ACCOLTO NOSTRO APPELLO INCIDENTALE PER OLTRE 130 MILA EURO

“La c.m.s., per poter essere valida, deve essere, quanto meno, determinabile, non solo nella misura percentuale, ma anche nelle modalità di computo.
In altri termini, è necessario che la clausola che la prevede contenga la puntuale indicazione di tutti gli elementi che concorrono a determinarla (percentuale, base di calcolo, criteri e periodicità di addebito) e la specificazione se per massimo scoperto debba intendersi il debito massimo raggiunto anche in un solo giorno o piuttosto quello che si prolunga per un certo periodo di tempo; per cui in assenza di univoci criteri di determinazione del suo importo, la relativa pattuizione va ritenuta nulla, non potendosi ritenere che il cliente abbia potuto prestare un consenso consapevole, rendendosi conto dell’effettivo contenuto giuridico della clausola e, soprattutto, del suo peso economico.
La Sezione ha ripetutamente affermato che, ove la clausola non preveda espressamente modalità obiettive e criteri per assicurarne la conoscibilità e determinabilità, l’addebito delle commissioni di massimo scoperto si tradurrebbe in una imposizione unilaterale della Banca che non trova legittimazione in una valida pattuizione e va, di conseguenza, dichiarata nulla”.

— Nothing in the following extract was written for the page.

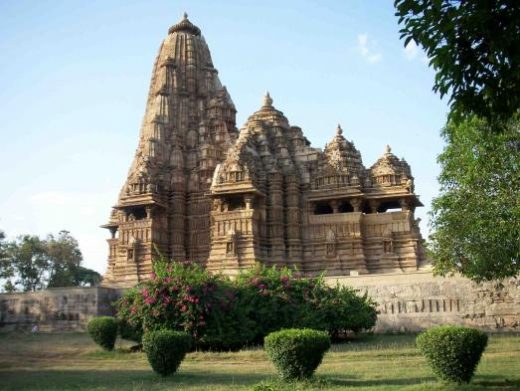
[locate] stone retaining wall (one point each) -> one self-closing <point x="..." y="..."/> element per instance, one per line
<point x="417" y="301"/>
<point x="56" y="309"/>
<point x="406" y="302"/>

Questo è il principio stabilito dalla Corte di Appello di Napoli che ha respinto il gravame di parte avversa articolato in complessi punti( la sentenza è di 16 pagine) ed ha accolto il nostro appello incidentale, per oltre 130 mila euro suffragato da una consulenza tecnica di ufficio puntuale e significativa.
Un ringraziamento va alla curatela nella persona del prof. Eduardo Maria Piccirilli ed all’avv. Sergio Albanese del mio studio che ha curato con me il caso.